Tougher approach to asylum seekers causing disturbances

Minister for Migration Mark Harbers will be taking a tougher approach to any asylum seekers causing disturbances. These troublemakers are now more likely to be sent to the special supervision and monitoring location (EBTL), potentially including unaccompanied minor returnees over the age of 16 in individual cases. The capacity of the Immigration and Naturalisation Service (IND) will also be expanded in order to speed up the processing of Dublin cases, while the various chain partners will intensify their efforts to compile dossiers in order to allow for remand where necessary. In addition, the IND will confer with the Judiciary to determine whether asylum cases of severe troublemakers can be prioritised by the District Courts in order to speed up the rejection process. These measures were prompted by the recent string of incidents at COA locations, frequently involving returnees with a small likelihood of obtaining asylum status.

Minister for Migration Mark Harbers will be taking a tougher approach to any asylum seekers causing disturbances. These troublemakers are now more likely to be sent to the special supervision and monitoring location (EBTL), potentially including unaccompanied minor returnees over the age of 16 in individual cases. The capacity of the Immigration and Naturalisation Service (IND) will also be expanded in order to speed up the processing of Dublin cases, while the various chain partners will intensify their efforts to compile dossiers in order to allow for remand where necessary. In addition, the IND will confer with the Judiciary to determine whether asylum cases of severe troublemakers can be prioritised by the District Courts in order to speed up the rejection process. These measures were prompted by the recent string of incidents at COA locations, frequently involving returnees with a small likelihood of obtaining asylum status.

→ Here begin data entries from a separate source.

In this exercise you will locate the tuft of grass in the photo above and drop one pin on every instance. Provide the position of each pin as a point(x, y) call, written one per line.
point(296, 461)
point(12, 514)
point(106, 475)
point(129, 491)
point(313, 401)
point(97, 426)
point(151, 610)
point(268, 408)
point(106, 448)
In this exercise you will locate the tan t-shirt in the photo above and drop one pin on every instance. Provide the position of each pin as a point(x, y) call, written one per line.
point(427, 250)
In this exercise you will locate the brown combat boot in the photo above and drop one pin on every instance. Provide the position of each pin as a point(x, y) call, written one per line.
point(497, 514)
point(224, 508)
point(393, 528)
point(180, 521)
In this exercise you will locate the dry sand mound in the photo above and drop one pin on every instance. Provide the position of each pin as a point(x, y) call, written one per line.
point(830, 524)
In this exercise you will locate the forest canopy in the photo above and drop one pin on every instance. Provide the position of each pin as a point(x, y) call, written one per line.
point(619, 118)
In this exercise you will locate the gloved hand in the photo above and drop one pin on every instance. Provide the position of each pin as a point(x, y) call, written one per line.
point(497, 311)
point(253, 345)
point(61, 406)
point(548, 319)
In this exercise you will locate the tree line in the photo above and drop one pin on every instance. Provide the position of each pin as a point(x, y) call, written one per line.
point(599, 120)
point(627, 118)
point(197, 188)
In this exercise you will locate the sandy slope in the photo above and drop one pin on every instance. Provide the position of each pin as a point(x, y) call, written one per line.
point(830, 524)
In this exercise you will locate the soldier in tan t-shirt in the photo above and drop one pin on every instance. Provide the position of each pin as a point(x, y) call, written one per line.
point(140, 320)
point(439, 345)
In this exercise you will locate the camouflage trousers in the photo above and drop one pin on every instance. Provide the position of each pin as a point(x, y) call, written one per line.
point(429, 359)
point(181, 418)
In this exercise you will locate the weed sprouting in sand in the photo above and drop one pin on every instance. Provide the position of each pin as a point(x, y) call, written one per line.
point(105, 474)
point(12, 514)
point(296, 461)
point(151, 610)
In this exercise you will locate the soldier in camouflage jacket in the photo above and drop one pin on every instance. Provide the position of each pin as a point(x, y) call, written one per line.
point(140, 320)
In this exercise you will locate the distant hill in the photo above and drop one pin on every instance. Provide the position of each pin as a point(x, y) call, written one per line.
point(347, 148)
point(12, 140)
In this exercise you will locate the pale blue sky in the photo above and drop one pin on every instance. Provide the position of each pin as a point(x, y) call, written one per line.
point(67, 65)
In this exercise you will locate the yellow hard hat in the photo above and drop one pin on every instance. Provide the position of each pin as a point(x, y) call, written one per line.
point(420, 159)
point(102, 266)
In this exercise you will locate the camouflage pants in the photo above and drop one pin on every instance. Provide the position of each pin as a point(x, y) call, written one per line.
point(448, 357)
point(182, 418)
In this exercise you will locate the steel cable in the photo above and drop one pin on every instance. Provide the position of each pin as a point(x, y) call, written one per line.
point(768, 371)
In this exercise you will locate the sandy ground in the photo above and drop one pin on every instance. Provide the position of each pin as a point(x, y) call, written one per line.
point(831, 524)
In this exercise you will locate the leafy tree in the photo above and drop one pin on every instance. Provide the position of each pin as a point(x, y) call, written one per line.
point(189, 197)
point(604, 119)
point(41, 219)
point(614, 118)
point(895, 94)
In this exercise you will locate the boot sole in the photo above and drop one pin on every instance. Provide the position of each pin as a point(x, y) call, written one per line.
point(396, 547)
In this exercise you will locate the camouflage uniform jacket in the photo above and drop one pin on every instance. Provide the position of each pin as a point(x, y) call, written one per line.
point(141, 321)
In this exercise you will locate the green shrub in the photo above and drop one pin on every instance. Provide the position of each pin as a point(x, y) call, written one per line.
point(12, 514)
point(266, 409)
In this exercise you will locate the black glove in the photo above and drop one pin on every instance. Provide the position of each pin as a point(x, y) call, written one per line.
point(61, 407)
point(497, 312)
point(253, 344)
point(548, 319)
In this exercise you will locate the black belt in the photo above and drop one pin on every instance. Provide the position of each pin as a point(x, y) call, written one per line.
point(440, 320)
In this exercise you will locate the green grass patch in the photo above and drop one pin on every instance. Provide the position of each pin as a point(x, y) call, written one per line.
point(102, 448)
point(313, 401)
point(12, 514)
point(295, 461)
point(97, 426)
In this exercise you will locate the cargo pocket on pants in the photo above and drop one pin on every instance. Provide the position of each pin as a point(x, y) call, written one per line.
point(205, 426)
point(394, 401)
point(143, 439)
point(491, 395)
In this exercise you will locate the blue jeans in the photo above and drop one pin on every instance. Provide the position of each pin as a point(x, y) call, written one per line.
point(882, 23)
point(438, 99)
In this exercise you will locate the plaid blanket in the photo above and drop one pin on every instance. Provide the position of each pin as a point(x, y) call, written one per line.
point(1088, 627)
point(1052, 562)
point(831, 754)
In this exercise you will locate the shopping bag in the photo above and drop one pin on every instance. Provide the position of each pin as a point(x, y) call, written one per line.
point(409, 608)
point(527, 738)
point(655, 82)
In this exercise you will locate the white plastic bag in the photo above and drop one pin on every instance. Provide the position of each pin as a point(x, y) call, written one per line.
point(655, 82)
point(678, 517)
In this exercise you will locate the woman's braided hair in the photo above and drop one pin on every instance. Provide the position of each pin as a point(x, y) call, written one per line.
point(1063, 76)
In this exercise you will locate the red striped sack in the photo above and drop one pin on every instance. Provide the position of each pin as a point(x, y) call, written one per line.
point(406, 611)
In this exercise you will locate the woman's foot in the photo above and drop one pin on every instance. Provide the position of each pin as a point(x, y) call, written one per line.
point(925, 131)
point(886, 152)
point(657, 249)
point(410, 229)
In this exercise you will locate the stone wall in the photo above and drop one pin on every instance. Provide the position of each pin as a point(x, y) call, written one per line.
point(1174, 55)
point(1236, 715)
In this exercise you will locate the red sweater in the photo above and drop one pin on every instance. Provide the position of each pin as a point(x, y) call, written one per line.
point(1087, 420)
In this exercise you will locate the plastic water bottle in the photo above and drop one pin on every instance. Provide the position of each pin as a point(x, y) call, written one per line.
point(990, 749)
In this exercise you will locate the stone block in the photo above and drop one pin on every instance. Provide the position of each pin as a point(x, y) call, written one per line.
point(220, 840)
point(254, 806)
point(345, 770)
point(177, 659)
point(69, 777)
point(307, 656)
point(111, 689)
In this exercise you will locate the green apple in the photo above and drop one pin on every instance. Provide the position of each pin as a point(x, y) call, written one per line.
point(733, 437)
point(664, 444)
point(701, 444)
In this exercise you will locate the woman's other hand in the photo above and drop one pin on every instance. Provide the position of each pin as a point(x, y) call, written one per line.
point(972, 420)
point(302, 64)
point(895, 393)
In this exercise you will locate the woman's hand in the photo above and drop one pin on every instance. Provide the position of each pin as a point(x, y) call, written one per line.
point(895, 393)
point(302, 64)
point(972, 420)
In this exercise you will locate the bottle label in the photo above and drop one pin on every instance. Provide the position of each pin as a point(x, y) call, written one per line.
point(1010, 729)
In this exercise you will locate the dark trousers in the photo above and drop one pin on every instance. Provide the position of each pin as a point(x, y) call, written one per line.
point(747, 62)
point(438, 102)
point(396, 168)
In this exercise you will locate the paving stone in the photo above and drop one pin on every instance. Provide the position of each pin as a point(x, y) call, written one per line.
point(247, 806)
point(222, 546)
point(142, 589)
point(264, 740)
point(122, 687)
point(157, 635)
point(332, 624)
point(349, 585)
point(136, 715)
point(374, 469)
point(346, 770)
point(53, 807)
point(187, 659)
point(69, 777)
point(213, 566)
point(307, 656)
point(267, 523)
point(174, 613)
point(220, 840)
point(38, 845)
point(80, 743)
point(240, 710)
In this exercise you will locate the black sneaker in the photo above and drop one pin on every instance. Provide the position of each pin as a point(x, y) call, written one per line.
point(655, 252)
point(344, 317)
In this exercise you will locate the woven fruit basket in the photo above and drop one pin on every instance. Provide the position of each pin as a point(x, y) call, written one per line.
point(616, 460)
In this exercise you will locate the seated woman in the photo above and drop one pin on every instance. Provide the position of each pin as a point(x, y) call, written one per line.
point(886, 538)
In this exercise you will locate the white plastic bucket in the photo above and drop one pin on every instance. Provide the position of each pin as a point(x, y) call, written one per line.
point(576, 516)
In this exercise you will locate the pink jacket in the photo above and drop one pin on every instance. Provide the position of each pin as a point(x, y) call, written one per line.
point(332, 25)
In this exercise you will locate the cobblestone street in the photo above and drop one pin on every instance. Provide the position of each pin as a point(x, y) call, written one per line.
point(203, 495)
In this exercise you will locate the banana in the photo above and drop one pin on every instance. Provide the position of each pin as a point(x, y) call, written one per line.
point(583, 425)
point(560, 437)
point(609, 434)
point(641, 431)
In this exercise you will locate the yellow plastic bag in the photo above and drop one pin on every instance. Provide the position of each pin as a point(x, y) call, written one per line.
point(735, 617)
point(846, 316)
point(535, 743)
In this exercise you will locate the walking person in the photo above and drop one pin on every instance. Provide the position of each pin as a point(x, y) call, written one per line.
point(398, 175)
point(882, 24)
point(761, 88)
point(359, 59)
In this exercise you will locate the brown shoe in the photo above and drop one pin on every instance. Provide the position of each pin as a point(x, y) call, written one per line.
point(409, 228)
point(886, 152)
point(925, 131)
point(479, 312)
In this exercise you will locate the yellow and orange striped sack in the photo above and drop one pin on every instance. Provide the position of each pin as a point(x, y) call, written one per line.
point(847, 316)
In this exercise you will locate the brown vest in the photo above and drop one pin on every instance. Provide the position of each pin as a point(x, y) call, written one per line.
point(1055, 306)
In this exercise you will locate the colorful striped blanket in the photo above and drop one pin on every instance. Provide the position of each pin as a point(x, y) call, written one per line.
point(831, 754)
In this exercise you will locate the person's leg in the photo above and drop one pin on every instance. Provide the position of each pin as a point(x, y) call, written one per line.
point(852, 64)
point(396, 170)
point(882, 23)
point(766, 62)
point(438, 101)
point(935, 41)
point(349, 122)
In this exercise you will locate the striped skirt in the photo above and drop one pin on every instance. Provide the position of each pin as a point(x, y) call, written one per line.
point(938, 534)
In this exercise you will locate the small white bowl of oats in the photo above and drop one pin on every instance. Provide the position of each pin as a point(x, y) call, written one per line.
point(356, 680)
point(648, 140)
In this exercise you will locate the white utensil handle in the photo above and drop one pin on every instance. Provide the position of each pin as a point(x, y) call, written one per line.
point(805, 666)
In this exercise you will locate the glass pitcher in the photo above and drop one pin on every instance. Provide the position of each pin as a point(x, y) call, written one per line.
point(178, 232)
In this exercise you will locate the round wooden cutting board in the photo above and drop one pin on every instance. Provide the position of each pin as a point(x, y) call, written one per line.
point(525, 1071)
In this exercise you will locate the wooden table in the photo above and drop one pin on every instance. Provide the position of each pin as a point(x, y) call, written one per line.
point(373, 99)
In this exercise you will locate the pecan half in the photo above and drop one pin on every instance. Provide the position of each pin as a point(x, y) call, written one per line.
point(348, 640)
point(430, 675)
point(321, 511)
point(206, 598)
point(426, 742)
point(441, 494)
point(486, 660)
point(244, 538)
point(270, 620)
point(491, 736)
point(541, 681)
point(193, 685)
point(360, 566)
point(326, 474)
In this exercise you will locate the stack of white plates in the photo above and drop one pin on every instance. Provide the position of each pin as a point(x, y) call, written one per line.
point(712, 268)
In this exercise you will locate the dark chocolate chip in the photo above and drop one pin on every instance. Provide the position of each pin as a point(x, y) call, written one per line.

In addition to the introduction of new measures, existing measures will be applied more effectively where possible and tightened where necessary. Harbers: 'Antisocial behaviour is completely unacceptable. We simply cannot accept situations where local residents living near an AZC or staff at COA locations feel unsafe. For this reason, I will be taking additional measures to deal with this group of troublemakers in an adequate manner. However, we should also be creative within the framework of existing options. If an area ban for troublemakers proves to be effective on New Year's Eve, it's New Year's Eve for them all year round as far as I'm concerned.'

Troublemakers will be more likely to be placed in the special supervision and monitoring location (EBTL). For example, seven such troublemakers were transferred to the EBTL in the wake of the incidents in Weert and Westerwolde. The EBTL is subject to stricter regulations than a normal AZC. Residents leaving the site are limited to specific locations and must report to staff every time that they leave and return to the EBTL. They are required to report to staff on a daily basis and do not receive any financial benefits as would be the case in a regular facility.

A growing number of incidents is being caused by a specific, limited group of presumably unaccompanied minor returnees (AVM). In order to address this situation, the options for EBTL placement will be extended to include unaccompanied minor returnees over the age of 16 in individual cases. The existing supervision methods for AVMs have proven difficult to apply to this specific group of troublemakers. As a result, COA, DJI and Nidos are currently discussing the potential for other joint measures. Placement at more restricted reception centres will not be ruled out.

Troublemakers tend to be from safe countries of origin and often have a Dublin designation. This fact means that another EU Member State is responsible for the asylum application. The relevant asylum seekers can be sent back by the Netherlands on the basis of a Dublin claim. IND capacity will be expanded and applied to prioritise this group of troublemakers, in order to speed up processing on the Dutch side. In addition, IND staff will be charged with ensuring that the returnees show up for their appointments on time. This approach will help to ensure that asylum procedures do not incur any unnecessary delays.

Asylum cases involving troublemakers can be prioritised in order to speed up their departure, as District Courts have proven willing to do so in the recent past. The Immigration and Naturalisation Service will be working with them to discuss the more structural application of this method.